Measures four metrics per position, teacher-forced, across a list of
prompts to compare legacy KV-hiding (control_dims>0) vs. token-exchange
(control_dims=0 + substitute ids):

  1. KL(p_old || p_new) per position  (log_softmax based to avoid underflow)
  2. Top-1 agreement                    (tagged "(noisy)" on wide nuclei)
  3. Nucleus (top-p=0.9) Jaccard        (sampling-set overlap)
  4. Mass under old nucleus by new      (the actionable gate)

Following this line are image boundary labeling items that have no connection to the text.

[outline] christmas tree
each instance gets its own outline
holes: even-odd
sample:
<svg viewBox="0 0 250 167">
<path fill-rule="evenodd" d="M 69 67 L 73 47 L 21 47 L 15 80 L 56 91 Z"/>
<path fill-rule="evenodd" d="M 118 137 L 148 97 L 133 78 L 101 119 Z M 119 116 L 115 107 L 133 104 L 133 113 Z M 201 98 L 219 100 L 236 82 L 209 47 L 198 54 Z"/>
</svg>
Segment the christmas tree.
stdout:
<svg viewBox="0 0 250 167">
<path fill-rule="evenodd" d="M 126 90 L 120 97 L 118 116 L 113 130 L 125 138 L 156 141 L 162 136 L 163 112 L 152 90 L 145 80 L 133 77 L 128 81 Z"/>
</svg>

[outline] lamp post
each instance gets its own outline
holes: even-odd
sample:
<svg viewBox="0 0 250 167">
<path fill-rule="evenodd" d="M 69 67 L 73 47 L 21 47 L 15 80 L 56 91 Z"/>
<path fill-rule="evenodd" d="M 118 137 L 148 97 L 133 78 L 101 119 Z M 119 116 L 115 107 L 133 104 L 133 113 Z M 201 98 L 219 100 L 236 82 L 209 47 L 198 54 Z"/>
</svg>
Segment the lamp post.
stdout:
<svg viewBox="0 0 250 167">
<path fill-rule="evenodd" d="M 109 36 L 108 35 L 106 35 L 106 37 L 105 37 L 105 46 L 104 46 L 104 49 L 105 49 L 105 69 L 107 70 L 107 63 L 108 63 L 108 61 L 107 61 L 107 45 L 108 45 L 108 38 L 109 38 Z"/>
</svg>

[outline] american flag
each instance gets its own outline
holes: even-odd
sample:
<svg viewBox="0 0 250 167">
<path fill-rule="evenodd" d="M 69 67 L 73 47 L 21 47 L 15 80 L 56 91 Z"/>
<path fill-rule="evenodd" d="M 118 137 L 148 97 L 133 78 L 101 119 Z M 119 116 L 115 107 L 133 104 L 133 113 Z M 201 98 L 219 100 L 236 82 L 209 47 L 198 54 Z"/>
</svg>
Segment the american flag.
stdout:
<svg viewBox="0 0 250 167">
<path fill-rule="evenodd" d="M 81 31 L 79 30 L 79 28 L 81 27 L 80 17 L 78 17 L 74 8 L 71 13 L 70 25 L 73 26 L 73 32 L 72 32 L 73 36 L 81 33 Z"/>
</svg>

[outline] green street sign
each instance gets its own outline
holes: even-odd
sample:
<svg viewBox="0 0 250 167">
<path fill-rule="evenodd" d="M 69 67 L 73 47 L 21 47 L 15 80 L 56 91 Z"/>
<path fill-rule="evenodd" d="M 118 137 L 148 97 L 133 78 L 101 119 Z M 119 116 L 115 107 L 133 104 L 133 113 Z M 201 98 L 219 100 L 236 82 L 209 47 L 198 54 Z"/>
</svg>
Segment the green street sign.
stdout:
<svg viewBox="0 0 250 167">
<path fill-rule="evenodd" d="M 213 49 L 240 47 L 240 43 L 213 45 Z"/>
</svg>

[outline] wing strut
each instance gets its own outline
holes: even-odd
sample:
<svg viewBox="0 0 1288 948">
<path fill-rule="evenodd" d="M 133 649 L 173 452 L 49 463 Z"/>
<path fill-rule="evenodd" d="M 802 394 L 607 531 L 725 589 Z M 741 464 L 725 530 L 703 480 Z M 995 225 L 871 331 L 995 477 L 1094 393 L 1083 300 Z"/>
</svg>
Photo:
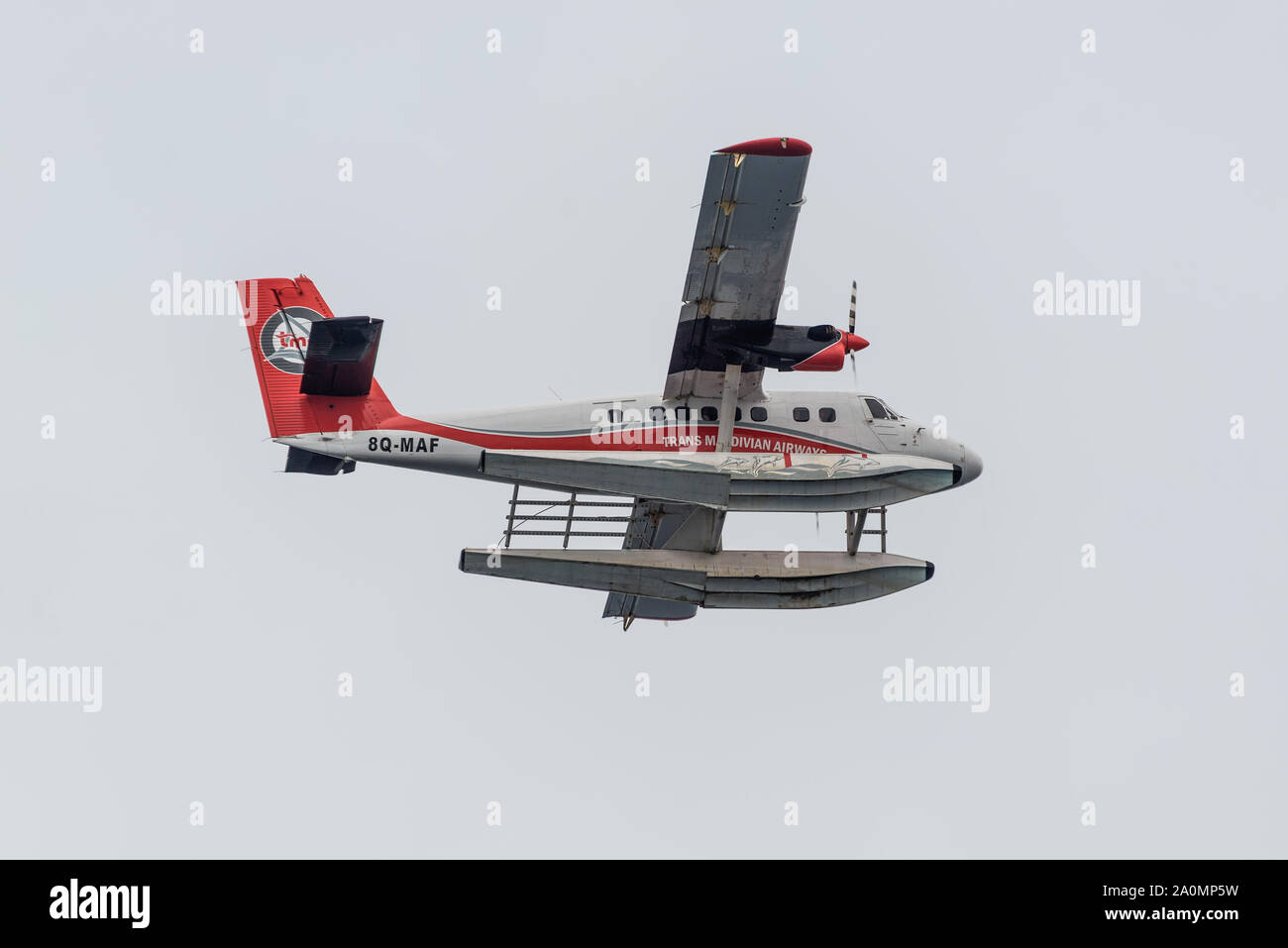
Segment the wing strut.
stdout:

Results are partitioned into overall / pre-control / adapter-active buckets.
The pre-control bucket must be bit-for-bit identical (KL max == 0, top-1
agree == 1.0); any drift there signals a bug in the embedding-swap gating
rather than a mode trade-off.

Two modes:
  - Synthetic (CPU): builds two HF models with identical base weights, one
    in legacy hiding and one in token-exchange. Useful as a plumbing check
    and regression guard. Runs as a standard pytest.
  - Real-model (GPU, opt-in): set GRANITE_SWITCH_PARITY_MODELS='{"old":...,
    "new":...}'. Loads composed checkpoints and uses demo-script prompts
    (14 adapter-specific prompts from run_adapter_generation_direct.py)
    rendered through the composed tokenizer's chat template. Thresholds:
    top-1 >= 0.95, mean KL <= 0.02, mean mass-under-old-nucleus >= 0.88.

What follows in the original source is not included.